A tsunami or tidal-wave is a phenomenon caused by the displacement of a large body of water and resembling a rapidly rising tide lasting from a few minutes to several hours. Tsunamis are most of the time the result of an earthquake on the ocean/sea floor. The devastating effect of such disasters is created when the waves reach the coastline to sometimes reach several kilometers inland, destroying everything in their path.

The December 2004 tsunami ravaged coastal communities off the Indian Ocean, claiming nearly a quarter of a million lives in 12 countries. India, Indonesia, Sri Lanka and Thailand were among the hardest hit. The death toll in the worst-affected region of Indonesia alone was more than 165 000, while thousands of kilometers of coastline in India were devastated.

The fisheries and aquaculture sectors suffered major setbacks. Thousands of boats, fishing nets and gear – as well as infrastructure, including ice plants and cold rooms – were damaged or destroyed. Crops, livestock and coastal ecosystems, such as mangroves and tree crops, were also severely damaged.

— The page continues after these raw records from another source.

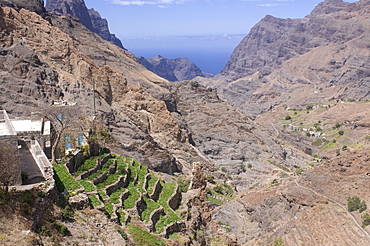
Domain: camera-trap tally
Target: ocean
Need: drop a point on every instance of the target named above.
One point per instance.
(209, 53)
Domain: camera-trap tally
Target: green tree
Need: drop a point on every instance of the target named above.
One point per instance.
(10, 166)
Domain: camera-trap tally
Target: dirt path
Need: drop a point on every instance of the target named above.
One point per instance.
(338, 204)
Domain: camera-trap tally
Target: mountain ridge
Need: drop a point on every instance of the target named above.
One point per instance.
(88, 17)
(177, 69)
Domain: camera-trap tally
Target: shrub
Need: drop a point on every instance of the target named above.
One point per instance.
(143, 238)
(62, 229)
(24, 175)
(355, 203)
(67, 213)
(121, 232)
(184, 184)
(94, 201)
(278, 242)
(244, 169)
(366, 220)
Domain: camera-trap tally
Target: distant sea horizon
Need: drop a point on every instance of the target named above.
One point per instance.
(209, 52)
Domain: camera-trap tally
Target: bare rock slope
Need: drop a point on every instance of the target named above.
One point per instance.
(89, 17)
(310, 210)
(173, 69)
(284, 61)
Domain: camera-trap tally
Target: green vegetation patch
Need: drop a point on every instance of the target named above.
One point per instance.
(87, 165)
(130, 202)
(109, 180)
(116, 195)
(329, 145)
(152, 180)
(109, 209)
(317, 143)
(63, 179)
(366, 220)
(94, 200)
(279, 166)
(151, 206)
(103, 194)
(122, 216)
(167, 191)
(143, 238)
(89, 187)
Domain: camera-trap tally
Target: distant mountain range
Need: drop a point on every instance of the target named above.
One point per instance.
(173, 69)
(306, 75)
(89, 17)
(284, 61)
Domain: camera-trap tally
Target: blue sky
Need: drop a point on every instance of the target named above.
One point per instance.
(160, 25)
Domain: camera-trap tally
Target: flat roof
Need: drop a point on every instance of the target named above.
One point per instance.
(27, 125)
(4, 130)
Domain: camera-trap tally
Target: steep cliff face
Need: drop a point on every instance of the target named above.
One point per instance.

It was a disaster of unprecedented proportions, prompting an unprecedented outpouring of resources for recovery and reconstruction efforts. This presented an opportunity for governments and partners to work together to “build back better” – restoring livelihoods, rehabilitating ecosystems and improving the overall wellbeing and resilience of vulnerable communities.

In helping tsunami-affected fishing and farming families get back on their feet, for example, efforts were made by FAO and partners to ensure compliance with international environmental, health and safety standards, from boat construction to fisheries to the management of sustainable natural resources.
Likewise, after an 8.8-magnitude earthquake struck Chile in 2010, causing widespread damage and triggering a tsunami, FAO provided affected fishing communities with boats, motors, nets, diving equipment, ice machines and navigation kits, while working to improve safety standards and marketing opportunities.